Une fusion imposée mais…
Face à Léa Salamé, c’est à peine si Pierre-Yves Bournazel cherche à dissimuler que la décision lui a été imposée. Rapidement il se justifie au nom de l’attente « d’une majorité de Parisiens » mais aussi « parce que (…) une majorité de colistiers et tous les partis qui me soutiennent souhaitaient cette alternance et donc cette fusion. » Et lui que souhaitait-il ? Être maire de Paris. Rien de plus, mais rien de moins. Puisque ce ne sera pas le cas, Pierre-Yves Bournazel sauve les meubles. En acceptant la fusion, il coupe court au discours de la droite déjà prêt à l’accuser d’avoir « empêché l’alternance » après 30 ans de socialisme.
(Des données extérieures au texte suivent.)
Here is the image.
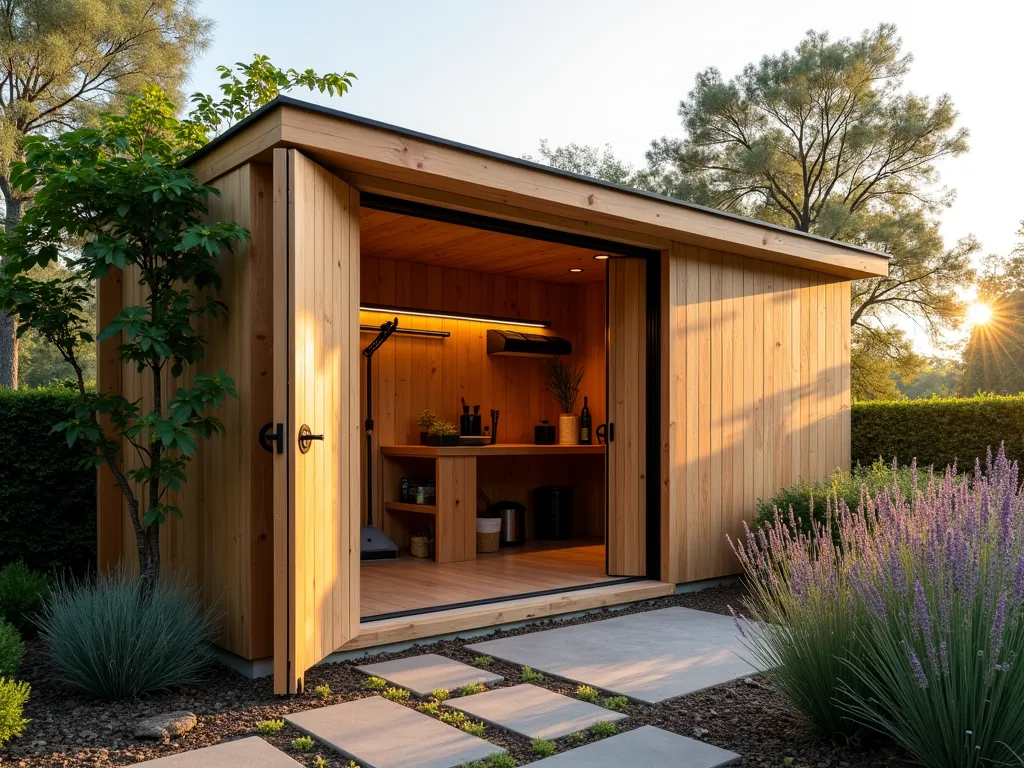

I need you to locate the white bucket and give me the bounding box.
[476,517,502,534]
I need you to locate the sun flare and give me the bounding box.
[967,301,992,326]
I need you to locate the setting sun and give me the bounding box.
[967,301,992,326]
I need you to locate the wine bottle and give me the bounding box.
[580,395,593,445]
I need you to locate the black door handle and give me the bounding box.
[299,424,324,454]
[259,422,285,454]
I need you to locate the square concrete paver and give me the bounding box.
[135,736,301,768]
[467,608,757,703]
[531,725,739,768]
[444,684,626,738]
[285,696,505,768]
[356,653,504,696]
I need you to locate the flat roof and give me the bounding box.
[184,95,891,276]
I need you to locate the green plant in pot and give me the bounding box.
[416,409,437,445]
[548,357,583,445]
[427,421,459,445]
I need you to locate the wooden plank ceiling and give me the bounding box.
[359,208,605,283]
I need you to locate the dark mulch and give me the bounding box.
[0,585,903,768]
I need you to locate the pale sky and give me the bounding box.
[191,0,1024,352]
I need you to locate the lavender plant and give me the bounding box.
[735,449,1024,768]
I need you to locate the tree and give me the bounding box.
[961,222,1024,394]
[544,25,978,391]
[0,58,356,593]
[0,0,211,386]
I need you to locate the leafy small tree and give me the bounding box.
[0,0,211,387]
[0,92,248,592]
[0,56,353,594]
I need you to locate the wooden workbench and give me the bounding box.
[381,443,604,563]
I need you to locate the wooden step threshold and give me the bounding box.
[338,581,676,652]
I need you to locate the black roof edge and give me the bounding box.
[183,95,891,261]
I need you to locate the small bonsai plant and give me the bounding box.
[548,357,583,414]
[427,421,459,445]
[416,408,437,444]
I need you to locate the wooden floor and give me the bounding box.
[359,542,618,618]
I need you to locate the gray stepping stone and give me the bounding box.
[467,608,758,703]
[356,653,504,696]
[444,684,626,738]
[531,725,739,768]
[285,696,505,768]
[135,736,301,768]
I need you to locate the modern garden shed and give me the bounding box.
[97,97,888,692]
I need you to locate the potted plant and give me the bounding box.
[416,408,437,445]
[427,421,459,445]
[548,357,583,445]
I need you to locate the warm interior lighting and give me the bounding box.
[359,304,551,328]
[967,301,992,326]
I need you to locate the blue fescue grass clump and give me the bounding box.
[735,450,1024,768]
[39,571,214,700]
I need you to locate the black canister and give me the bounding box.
[534,419,555,445]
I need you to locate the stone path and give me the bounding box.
[285,696,505,768]
[356,653,504,697]
[444,684,626,738]
[138,736,301,768]
[531,725,739,768]
[467,607,757,703]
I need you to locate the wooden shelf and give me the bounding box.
[381,442,604,458]
[384,502,437,515]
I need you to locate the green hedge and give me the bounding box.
[0,388,96,574]
[851,395,1024,469]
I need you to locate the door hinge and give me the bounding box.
[259,422,285,454]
Le mouvement bénéficie aussi à Edouard Philippe, qui garde sa position de rassembleur des électeurs de la droite et du centre en vu de 2027. Mais il n’est plus si positif que cela pour Rachida Dati.
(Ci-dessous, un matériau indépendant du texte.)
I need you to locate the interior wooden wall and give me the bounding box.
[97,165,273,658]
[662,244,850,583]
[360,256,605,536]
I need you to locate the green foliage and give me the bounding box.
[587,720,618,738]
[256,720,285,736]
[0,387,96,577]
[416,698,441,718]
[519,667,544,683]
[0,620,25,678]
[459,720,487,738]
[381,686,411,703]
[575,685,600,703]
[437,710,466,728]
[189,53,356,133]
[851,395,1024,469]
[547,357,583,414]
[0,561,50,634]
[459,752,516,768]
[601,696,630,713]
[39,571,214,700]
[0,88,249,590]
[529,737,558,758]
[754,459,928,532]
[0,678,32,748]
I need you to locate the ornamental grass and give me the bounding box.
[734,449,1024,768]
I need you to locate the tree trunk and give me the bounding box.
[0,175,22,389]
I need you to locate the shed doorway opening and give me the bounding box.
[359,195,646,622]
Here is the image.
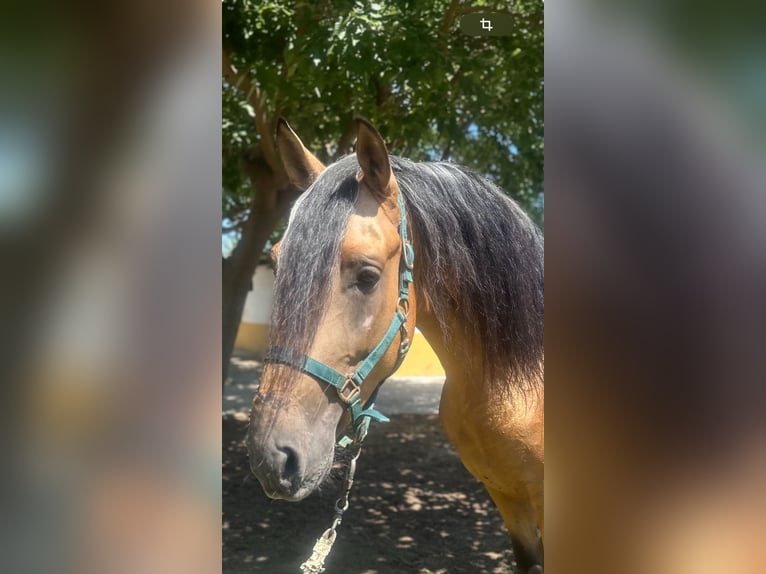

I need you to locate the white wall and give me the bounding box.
[242,265,274,325]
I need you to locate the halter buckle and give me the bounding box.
[338,375,360,405]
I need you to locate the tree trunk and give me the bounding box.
[221,150,300,383]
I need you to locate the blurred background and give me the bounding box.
[545,1,766,574]
[0,0,221,573]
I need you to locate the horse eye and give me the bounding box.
[356,269,380,293]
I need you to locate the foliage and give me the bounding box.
[223,0,543,248]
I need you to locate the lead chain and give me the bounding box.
[301,434,362,574]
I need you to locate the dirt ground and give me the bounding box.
[223,414,514,574]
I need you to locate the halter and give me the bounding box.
[265,192,415,446]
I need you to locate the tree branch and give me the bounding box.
[221,48,283,179]
[333,122,356,161]
[441,0,460,36]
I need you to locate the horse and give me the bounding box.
[246,118,544,574]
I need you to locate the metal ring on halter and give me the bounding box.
[396,297,410,318]
[402,241,415,271]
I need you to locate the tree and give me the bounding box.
[222,0,543,388]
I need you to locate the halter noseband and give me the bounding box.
[265,192,415,446]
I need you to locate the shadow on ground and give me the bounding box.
[223,415,514,574]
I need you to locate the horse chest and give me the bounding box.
[439,383,544,491]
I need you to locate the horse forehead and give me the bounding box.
[341,214,399,257]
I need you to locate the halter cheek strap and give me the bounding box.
[265,192,415,446]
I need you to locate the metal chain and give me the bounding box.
[301,432,364,574]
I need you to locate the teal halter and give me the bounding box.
[266,192,415,446]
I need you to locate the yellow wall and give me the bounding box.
[234,322,444,377]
Car en se retirant, Pierre-Yves Bournazel oblige ses électeurs à trancher sur la personne de Rachida Dati et sur elle seule. En dépit de ses démêlés avec la justice, de sa personnalité clivante, de sa campagne controversée, sont-ils prêts à lui donner les clés de l’Hôtel de Ville ? L’absence de Clément Beaune, une des personnalités les plus identifiées de la liste Bournazel et figure de l’aile gauche de la macronie, et qui a refusé d’apparaître dans la liste fusionnée donne une idée de la réponse : l’électorat qui se revendique de centre gauche risque bien de ne pas trouver son compte dans la liste d’une personnalité issue des Républicains.
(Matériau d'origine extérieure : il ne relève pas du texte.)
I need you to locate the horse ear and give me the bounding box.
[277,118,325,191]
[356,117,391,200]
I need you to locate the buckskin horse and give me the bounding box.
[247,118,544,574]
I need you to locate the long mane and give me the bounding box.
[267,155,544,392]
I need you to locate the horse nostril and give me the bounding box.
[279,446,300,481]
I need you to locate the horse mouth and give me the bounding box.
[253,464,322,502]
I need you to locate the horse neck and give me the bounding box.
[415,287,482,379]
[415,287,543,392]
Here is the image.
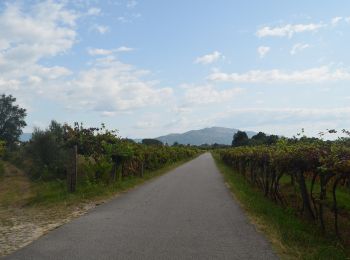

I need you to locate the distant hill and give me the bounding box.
[155,127,256,145]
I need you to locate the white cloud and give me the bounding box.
[116,46,134,52]
[331,16,343,26]
[126,0,138,9]
[185,85,242,105]
[88,48,113,56]
[290,43,310,55]
[63,57,172,112]
[208,66,350,83]
[0,1,172,116]
[87,46,134,56]
[258,46,271,58]
[194,51,224,64]
[91,24,109,34]
[256,23,326,38]
[86,7,101,16]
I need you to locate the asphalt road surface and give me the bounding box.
[8,153,277,260]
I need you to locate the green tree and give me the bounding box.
[232,131,249,147]
[0,94,27,145]
[251,132,267,145]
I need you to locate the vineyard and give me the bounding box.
[219,140,350,242]
[4,121,201,198]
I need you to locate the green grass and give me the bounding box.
[27,158,197,206]
[213,153,350,259]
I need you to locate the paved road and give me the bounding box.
[8,153,277,260]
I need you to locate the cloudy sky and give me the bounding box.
[0,0,350,138]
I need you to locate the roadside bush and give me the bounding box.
[26,121,69,180]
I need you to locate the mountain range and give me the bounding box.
[155,127,256,145]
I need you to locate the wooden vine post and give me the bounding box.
[67,145,78,192]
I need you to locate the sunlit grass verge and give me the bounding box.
[27,155,198,206]
[212,152,350,259]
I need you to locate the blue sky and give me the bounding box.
[0,0,350,138]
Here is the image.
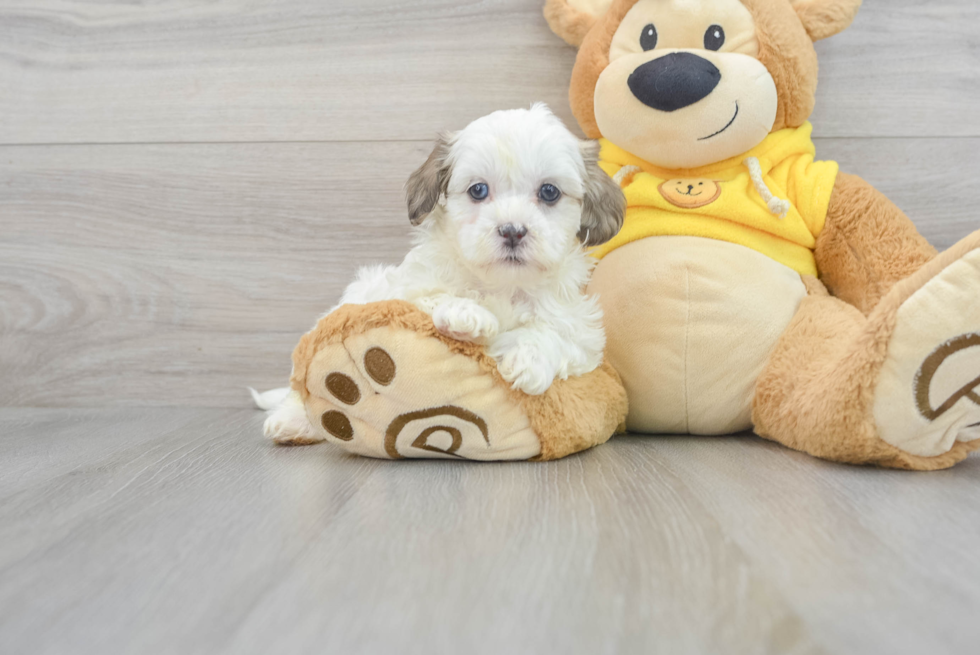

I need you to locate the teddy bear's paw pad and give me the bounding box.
[306,327,541,460]
[874,250,980,457]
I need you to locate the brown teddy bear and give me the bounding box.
[545,0,980,470]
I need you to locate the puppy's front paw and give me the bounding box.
[490,341,557,396]
[432,298,500,343]
[262,396,323,446]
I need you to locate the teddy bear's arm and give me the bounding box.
[815,173,936,314]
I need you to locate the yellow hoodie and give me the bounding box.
[592,123,839,275]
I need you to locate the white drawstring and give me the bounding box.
[613,166,643,186]
[744,157,793,220]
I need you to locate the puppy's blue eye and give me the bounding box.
[466,182,490,202]
[538,184,561,204]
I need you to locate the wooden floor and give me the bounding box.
[0,0,980,654]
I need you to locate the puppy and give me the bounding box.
[253,104,625,442]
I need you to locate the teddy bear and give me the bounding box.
[544,0,980,470]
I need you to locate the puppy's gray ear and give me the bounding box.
[405,134,452,225]
[578,141,626,248]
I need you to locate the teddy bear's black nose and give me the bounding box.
[627,52,721,111]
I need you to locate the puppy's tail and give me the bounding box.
[248,387,292,410]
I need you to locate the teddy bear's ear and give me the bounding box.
[544,0,613,48]
[791,0,862,41]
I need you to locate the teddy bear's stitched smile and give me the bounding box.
[698,100,738,141]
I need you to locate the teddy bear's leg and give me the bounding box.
[291,301,626,460]
[753,232,980,470]
[814,173,936,314]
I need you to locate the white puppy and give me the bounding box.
[256,104,625,441]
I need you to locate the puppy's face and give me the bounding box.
[408,105,624,281]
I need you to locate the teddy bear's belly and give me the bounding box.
[589,237,806,434]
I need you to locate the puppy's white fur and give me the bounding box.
[255,104,624,442]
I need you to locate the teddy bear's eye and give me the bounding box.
[704,25,725,50]
[640,23,657,50]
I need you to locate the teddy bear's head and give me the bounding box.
[545,0,861,169]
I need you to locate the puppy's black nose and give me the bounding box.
[497,223,527,249]
[626,52,721,111]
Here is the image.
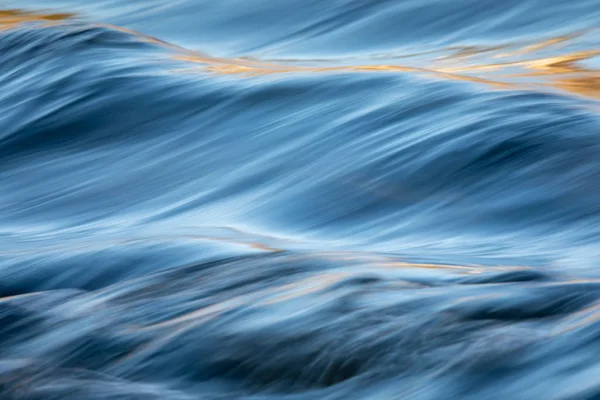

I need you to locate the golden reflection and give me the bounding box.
[0,9,600,99]
[0,9,75,30]
[176,29,600,99]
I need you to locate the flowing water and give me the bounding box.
[0,0,600,400]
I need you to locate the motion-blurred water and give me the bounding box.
[0,0,600,400]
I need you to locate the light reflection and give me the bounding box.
[0,9,75,30]
[175,29,600,99]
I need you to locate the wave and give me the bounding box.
[0,0,600,399]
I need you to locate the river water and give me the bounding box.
[0,0,600,400]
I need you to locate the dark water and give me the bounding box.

Le pari risqué du report de voix
L’heure est donc aux calculs. L’écart entre Rachida Dati et Emmanuel Grégoire au premier tour était de 102 000 voix. Pierre-Yves Bournazel a lui obtenu 11,34 % des suffrages, soit 92 448 voix. La fusion de sa liste avec Rachida Dati devait donc permettre à l’ex-ministre de la Culture de réduire son retard important – sans que celui lui donne l’avantage pour autant. Mais un tel accord ne porte véritablement ses fruits que si le report des voix des électeurs Bournazel soit intégral.
Déjà compliqué dans une configuration plus classique avec cohabitation des deux têtes de listes, ce report absolu est quasi inimaginable dans une configuration l’une se retire complètement. Il l’est d’autant plus en l’absence d’un soutien puissant et affirmé de Pierre-Yves Bournazel à Rachida Dati. Certes, le candidat Horizons s’est retiré, mais il n’a sans doute pas oublié les noms d’oiseaux dont l’a affublé Rachida Dati pendant la campagne. Ne lui rendrait-il pas la monnaie de sa pièce en se contentant d’un soutien minimum syndical en retour ?
Certes, Rachida Dati pourra compter sur les voix de Sarah Knafo. La candidate d’extrême droite, numéro 2 du parti Reconquête et qualifié pour le second tour, a fini par se désister ce 17 mars, « pas pour la personne de Rachida Dati » qui a refusé sa « main tendue » mais « pour Paris ». Avec ses 84 809 voix (10,4 %), elle est susceptible de faire pencher la balance en faveur de la candidate LR. Mais uniquement si son électorat d’extrême droite et celui de Pierre-Yves Bournazel votent comme un seul homme pour la candidate LR. Mais cette convergence entre un électorat d’extrême droite et un électorat de centre droit apparaît hautement improbable, l’un étant susceptible de cannibaliser l’autre. On a connu fusion plus prometteuse.